They -- there is division over whether he can unify. And I think that's very telling in and of itself, Wolf.

HARWOOD: Wolf, Wolf, just to --

BLITZER: You go ahead, John.

HARWOOD: -- that point, I wanted to say that, yes, there's division in the White House. But it's important to look at the unanimity among major figures in the administration to object to the idea that there's systemic racism. We've heard that from Bill Barr, the Attorney General. We've heard that from the National Security Advisor. We've heard that from the Homeland Security Secretary Chad Wolf.
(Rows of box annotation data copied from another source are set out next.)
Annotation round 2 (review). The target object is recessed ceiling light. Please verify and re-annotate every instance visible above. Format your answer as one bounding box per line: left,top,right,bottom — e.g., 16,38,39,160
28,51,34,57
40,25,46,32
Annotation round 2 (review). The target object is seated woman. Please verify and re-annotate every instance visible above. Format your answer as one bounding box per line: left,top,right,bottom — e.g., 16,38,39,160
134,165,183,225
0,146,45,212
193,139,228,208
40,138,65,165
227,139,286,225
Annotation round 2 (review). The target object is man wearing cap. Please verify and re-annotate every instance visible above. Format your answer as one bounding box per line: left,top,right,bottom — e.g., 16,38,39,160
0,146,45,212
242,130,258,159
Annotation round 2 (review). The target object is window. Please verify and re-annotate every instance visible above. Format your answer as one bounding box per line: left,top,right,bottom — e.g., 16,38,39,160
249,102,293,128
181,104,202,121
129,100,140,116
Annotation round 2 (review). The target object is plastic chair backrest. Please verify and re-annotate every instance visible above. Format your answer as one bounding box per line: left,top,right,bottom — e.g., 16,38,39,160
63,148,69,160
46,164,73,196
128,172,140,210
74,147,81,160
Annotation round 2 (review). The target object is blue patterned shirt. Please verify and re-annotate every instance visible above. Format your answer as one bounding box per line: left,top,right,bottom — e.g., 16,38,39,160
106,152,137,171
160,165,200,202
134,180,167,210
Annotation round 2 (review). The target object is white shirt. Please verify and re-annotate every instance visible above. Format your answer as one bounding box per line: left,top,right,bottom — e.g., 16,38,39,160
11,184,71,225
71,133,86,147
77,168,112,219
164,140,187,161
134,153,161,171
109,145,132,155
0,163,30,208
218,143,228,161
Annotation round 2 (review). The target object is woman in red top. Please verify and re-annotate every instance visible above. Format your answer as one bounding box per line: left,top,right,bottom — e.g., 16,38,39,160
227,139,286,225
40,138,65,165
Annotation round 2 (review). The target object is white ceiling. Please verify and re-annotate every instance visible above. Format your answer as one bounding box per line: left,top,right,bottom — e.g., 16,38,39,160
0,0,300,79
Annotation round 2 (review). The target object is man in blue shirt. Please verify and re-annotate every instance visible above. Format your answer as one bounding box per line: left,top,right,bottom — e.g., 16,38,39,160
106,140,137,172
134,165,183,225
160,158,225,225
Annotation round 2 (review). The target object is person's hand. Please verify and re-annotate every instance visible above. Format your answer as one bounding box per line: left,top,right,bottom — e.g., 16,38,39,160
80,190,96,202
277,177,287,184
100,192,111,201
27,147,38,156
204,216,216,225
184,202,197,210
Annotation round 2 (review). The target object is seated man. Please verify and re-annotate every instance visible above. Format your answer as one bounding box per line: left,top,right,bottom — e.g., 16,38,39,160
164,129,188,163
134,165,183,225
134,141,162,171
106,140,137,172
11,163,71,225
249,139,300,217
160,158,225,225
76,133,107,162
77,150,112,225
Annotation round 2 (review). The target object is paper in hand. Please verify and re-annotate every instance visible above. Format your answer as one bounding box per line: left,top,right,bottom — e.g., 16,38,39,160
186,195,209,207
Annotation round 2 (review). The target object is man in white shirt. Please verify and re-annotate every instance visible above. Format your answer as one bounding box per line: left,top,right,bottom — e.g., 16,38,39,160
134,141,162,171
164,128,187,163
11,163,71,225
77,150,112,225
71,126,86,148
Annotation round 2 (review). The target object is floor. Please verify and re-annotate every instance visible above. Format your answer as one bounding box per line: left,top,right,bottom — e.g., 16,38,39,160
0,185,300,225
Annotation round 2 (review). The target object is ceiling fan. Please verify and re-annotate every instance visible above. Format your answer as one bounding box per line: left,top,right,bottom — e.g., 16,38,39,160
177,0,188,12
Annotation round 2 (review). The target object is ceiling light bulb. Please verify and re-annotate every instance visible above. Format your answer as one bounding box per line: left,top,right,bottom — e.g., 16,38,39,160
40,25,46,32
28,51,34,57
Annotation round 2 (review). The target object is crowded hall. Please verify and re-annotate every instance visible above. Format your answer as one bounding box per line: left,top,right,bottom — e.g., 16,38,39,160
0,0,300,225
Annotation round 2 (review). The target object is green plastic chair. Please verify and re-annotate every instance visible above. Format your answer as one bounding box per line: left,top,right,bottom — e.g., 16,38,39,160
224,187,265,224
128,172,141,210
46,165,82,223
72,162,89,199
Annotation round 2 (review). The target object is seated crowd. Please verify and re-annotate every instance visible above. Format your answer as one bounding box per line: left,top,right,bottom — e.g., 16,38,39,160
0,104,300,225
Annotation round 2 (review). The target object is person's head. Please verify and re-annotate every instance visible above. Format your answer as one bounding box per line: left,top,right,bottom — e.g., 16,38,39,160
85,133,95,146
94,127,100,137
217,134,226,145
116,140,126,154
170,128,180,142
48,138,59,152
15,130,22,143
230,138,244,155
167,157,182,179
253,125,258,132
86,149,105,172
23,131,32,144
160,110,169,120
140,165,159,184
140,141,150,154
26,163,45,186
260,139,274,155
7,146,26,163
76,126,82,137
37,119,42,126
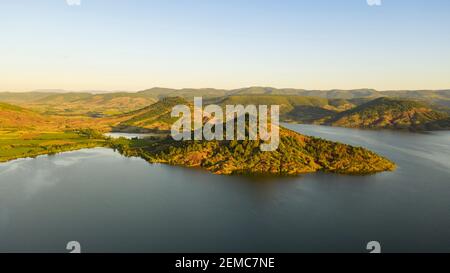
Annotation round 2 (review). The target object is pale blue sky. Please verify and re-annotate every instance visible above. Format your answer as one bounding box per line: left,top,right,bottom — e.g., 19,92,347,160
0,0,450,91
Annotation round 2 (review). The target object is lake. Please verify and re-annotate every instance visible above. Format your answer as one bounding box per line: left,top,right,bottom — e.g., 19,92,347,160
0,124,450,252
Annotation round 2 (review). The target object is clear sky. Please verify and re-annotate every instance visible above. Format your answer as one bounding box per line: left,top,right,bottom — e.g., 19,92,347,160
0,0,450,91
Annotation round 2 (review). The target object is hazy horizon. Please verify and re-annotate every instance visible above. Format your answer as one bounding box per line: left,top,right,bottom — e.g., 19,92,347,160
0,0,450,92
0,86,450,94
Now we've heard it from Larry Kudlow, very consistent position among top Trump administration aides.

BLITZER: Well, look on that point doesn't seem to be have a whole lot of division.

All right, John Harwood, Gloria Borgia, guys, thank you very much.
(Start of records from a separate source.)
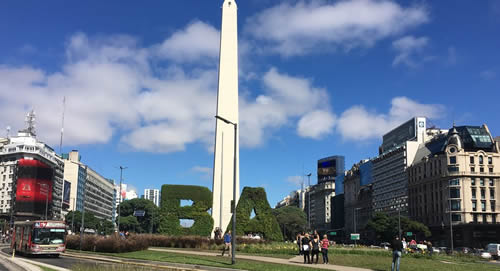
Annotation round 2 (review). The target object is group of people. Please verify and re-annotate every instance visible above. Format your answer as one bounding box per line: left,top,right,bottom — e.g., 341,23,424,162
296,231,330,264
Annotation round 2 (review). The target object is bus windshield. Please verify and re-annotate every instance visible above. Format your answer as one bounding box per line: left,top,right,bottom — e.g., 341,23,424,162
32,229,66,245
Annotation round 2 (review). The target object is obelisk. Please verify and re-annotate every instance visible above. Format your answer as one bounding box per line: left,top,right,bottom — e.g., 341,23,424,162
212,0,240,236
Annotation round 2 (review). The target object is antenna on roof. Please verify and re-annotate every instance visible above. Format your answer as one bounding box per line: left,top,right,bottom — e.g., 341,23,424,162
59,96,66,155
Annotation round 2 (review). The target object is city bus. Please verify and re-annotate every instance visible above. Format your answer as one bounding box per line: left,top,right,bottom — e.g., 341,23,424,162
11,220,66,257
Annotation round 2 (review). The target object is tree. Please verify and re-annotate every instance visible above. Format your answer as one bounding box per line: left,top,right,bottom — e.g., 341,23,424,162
120,199,160,233
365,212,431,241
120,215,140,232
273,206,307,240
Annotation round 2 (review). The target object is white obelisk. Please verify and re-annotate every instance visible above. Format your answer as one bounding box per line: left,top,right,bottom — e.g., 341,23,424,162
212,0,240,235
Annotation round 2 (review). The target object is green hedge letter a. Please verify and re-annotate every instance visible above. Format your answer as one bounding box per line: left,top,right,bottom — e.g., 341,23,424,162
159,185,214,236
227,187,283,241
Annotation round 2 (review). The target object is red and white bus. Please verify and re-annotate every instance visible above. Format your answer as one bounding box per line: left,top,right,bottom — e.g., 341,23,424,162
11,220,66,256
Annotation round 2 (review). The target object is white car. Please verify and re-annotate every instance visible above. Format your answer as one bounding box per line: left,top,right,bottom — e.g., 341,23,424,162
486,244,500,260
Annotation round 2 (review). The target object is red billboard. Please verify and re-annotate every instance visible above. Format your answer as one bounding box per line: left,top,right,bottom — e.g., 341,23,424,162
15,159,53,216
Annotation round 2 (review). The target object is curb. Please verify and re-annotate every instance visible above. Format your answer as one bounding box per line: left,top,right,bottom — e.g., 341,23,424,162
63,252,243,271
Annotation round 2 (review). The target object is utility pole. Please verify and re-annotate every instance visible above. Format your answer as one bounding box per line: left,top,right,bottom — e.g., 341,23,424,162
306,173,312,230
118,166,128,232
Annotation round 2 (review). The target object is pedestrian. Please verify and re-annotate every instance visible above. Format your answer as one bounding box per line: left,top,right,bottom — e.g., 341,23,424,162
302,233,311,264
321,234,330,264
295,232,302,255
426,241,434,257
311,235,320,264
222,231,231,257
391,236,403,271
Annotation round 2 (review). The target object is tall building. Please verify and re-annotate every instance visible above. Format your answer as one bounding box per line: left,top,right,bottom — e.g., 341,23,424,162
408,125,500,247
63,150,116,221
0,111,65,220
344,160,373,240
144,189,160,207
372,117,428,215
212,0,240,236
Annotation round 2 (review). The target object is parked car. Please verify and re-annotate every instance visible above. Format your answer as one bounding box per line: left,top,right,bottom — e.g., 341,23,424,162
474,249,491,259
455,247,472,254
486,244,500,260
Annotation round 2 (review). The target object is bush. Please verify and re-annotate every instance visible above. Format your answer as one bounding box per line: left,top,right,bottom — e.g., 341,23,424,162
66,235,149,253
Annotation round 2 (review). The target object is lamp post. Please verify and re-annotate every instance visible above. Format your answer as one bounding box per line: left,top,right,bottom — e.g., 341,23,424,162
215,116,238,264
306,173,311,230
118,166,128,233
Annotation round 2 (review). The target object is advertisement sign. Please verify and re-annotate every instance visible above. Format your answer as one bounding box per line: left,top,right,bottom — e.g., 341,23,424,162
15,159,53,215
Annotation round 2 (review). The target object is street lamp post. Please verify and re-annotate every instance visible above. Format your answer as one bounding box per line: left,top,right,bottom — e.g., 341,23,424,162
306,173,311,230
215,116,238,264
118,166,127,232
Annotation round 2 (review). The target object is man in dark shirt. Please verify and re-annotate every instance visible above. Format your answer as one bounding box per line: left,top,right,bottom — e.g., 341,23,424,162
391,236,403,271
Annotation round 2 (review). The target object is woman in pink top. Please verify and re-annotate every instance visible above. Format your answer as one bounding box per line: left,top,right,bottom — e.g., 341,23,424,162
321,234,330,264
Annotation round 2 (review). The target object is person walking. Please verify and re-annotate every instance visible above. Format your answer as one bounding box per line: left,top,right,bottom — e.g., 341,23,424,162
321,234,330,264
311,235,320,264
222,231,231,257
301,233,311,264
295,232,302,255
391,236,403,271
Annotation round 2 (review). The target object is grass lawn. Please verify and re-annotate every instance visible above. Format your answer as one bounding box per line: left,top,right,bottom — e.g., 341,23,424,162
69,250,322,271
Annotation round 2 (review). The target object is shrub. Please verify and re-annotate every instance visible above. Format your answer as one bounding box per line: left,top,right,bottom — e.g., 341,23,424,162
227,187,283,241
66,235,149,253
158,185,214,236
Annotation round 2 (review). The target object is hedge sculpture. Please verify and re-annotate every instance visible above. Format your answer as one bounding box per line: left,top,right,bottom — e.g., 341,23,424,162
158,185,214,236
227,187,283,241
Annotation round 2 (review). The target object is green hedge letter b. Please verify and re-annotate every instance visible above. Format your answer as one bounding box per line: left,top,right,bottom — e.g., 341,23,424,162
159,184,214,236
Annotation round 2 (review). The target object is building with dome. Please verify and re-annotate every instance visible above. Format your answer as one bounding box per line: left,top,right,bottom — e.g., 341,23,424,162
408,125,500,248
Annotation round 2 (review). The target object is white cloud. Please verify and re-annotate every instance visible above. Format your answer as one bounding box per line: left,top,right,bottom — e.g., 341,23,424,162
297,110,335,139
392,36,429,67
337,97,444,141
479,70,497,80
156,21,220,62
286,176,304,186
246,0,429,56
240,68,333,146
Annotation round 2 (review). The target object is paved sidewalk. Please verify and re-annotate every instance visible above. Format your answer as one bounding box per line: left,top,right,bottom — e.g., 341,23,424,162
149,248,371,271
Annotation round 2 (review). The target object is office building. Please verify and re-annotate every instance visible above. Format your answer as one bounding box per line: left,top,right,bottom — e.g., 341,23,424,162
63,150,116,221
372,117,428,215
408,125,500,247
0,111,64,221
144,189,160,207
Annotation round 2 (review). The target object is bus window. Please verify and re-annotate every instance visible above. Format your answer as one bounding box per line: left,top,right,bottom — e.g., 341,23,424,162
32,229,65,245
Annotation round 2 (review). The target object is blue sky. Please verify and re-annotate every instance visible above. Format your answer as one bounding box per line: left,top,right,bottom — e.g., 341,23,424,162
0,0,500,205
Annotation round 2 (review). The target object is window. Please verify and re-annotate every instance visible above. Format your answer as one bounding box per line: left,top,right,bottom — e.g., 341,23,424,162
451,200,461,211
451,214,462,222
450,156,457,164
450,188,460,199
Coming up, disturbing surge in coronavirus cases here in the United States. As the national death toll now surpasses 112,000. Plus, more astonishing fallout in the cultural shift taking place before our eyes in the wake of George Floyd's death. NASCAR just announcing it's going to prohibit, prohibit the display of Confederate flags. We'll be right back.

(COMMERCIAL BREAK)

[17:33: 08]

BLITZER: Protesting on the streets of New York City right now. The protests continue on this the 16th night of protests underway as a result of the George Floyd death in Minneapolis. We'll continue to watch all of these developments regarding the George Ford case, the protests underway across the country right now.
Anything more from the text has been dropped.